The gas phase disproportionation reaction of propene on
supported organometallic catalysts is described in detail.
The catalysts studied during the research were based mainly
on molybdenum and tungsten, and were supported on a variety
of oxides. A static vacuum system was employed in the
catalysis and the reproducibility of catalyst activities was
guaranteed to a large extent by the development of an "in
situ" preparation technique.
The molybdenum hexacarbonyl catalyst was studied in
close detail using a series of supports and the effect of
varying the pretreatment of support indicated a maximum in
activity attributable to the appearance of certain surface
hydroxyl groups. Study of the activation temperature of
these supported catalysts suggested that the active species . contained no carbonyl groups and that the molybdenum had
undergone oxidation from Mo(0) to a higher oxidation state
during the process of activation. Infrared and e.s.r.

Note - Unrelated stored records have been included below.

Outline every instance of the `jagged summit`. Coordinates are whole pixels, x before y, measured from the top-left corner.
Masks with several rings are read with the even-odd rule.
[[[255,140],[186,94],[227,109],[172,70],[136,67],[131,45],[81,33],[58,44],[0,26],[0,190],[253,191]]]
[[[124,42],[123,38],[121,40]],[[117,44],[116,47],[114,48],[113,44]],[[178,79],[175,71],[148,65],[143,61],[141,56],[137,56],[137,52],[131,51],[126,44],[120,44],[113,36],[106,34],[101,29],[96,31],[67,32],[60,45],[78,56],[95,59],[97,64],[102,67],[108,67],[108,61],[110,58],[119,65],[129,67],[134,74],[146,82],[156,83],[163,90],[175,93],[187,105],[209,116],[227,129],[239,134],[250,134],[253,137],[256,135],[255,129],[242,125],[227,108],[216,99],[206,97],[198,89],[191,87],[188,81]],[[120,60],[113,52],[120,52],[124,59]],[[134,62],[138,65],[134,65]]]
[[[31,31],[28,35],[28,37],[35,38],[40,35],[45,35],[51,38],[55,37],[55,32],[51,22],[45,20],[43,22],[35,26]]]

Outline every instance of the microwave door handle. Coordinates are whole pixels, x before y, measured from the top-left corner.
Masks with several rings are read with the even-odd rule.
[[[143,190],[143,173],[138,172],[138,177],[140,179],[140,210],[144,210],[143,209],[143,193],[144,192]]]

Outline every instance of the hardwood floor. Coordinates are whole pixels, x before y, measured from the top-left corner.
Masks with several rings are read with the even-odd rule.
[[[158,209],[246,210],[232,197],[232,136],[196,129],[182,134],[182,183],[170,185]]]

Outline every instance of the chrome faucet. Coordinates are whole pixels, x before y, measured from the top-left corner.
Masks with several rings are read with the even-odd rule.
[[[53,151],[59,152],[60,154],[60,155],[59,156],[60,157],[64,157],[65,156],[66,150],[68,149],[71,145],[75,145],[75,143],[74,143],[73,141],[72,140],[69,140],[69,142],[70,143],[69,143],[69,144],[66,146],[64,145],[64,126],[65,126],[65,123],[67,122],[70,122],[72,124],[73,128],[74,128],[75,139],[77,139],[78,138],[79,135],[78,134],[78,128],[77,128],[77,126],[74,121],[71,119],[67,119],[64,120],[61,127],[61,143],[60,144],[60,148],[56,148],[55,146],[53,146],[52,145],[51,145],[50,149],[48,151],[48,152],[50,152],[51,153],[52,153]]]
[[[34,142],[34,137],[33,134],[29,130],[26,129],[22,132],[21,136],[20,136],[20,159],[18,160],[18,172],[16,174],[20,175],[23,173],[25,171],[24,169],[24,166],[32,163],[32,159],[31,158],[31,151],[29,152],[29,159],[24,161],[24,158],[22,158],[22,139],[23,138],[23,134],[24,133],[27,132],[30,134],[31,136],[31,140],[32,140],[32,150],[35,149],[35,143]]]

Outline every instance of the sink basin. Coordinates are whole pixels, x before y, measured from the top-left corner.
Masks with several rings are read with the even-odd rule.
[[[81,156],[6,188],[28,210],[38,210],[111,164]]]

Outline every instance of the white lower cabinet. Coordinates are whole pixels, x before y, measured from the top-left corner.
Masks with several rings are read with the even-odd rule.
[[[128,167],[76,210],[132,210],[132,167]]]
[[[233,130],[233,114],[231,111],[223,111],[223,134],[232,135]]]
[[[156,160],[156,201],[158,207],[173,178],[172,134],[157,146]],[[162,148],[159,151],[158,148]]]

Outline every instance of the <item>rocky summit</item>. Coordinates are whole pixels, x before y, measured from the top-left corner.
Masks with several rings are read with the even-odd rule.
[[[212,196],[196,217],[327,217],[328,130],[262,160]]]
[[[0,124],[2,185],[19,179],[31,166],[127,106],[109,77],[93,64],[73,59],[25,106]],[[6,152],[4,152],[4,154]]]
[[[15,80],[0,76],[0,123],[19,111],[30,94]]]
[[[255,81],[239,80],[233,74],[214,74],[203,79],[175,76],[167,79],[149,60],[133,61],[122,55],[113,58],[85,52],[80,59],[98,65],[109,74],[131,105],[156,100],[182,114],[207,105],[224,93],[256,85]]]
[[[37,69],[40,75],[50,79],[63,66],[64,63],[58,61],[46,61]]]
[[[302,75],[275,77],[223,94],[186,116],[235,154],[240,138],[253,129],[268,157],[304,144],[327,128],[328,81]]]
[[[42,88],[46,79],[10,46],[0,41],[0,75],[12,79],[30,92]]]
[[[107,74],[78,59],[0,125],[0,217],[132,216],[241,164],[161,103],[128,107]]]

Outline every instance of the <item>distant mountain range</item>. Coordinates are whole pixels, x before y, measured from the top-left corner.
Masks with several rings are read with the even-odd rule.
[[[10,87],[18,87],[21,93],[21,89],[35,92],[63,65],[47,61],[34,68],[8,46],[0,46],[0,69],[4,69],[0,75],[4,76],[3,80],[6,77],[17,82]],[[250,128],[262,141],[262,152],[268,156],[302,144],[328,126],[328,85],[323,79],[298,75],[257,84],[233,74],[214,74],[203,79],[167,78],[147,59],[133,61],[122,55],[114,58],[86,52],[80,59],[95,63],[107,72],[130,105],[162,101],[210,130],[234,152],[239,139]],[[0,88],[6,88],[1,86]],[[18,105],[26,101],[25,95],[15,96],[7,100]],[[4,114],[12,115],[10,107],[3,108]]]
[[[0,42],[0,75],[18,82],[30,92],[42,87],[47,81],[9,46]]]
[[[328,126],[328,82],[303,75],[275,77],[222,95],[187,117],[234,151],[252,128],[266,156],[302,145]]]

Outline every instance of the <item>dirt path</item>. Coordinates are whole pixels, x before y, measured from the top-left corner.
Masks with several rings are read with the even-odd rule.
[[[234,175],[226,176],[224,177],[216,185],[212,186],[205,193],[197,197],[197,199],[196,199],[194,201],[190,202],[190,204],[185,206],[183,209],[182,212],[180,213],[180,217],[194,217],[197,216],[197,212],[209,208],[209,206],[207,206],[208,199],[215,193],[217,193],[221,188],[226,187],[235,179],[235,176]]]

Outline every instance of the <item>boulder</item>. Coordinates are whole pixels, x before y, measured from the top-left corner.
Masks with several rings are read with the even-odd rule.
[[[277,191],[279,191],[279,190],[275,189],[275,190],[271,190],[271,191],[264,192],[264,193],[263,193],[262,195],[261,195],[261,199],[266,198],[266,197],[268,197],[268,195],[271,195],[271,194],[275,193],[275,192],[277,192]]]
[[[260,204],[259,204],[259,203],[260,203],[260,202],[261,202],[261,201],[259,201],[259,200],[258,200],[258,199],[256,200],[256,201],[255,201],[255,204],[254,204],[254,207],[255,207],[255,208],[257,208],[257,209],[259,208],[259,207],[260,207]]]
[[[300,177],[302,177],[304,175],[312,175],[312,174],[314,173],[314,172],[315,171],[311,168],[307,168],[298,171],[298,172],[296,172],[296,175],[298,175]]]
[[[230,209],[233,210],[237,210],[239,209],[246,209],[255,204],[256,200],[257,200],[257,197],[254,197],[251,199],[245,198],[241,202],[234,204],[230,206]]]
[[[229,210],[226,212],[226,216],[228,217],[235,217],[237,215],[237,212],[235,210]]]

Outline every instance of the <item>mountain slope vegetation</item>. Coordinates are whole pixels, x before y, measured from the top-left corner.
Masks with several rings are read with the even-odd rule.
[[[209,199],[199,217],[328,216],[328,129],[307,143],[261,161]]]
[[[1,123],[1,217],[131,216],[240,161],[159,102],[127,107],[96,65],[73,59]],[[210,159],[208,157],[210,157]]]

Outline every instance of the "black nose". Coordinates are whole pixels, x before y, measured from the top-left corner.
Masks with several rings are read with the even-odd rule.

spectroscopic techniques were used to support the findings
of the kinetic experiments.
The activities of a series of molybdenum and tungsten
non -carbonyl complexes supported on alumina and silica were
measured using the same mode of catalyst preparation. The
considerable activity of such catalysts was a consequence
of the rapid decomposition of the complex on the support.and
formation of the active species by oxidation. In the case
of the hexamethyltungsten catalyst it is thought that the
active catalytic species is generated by a reduction process.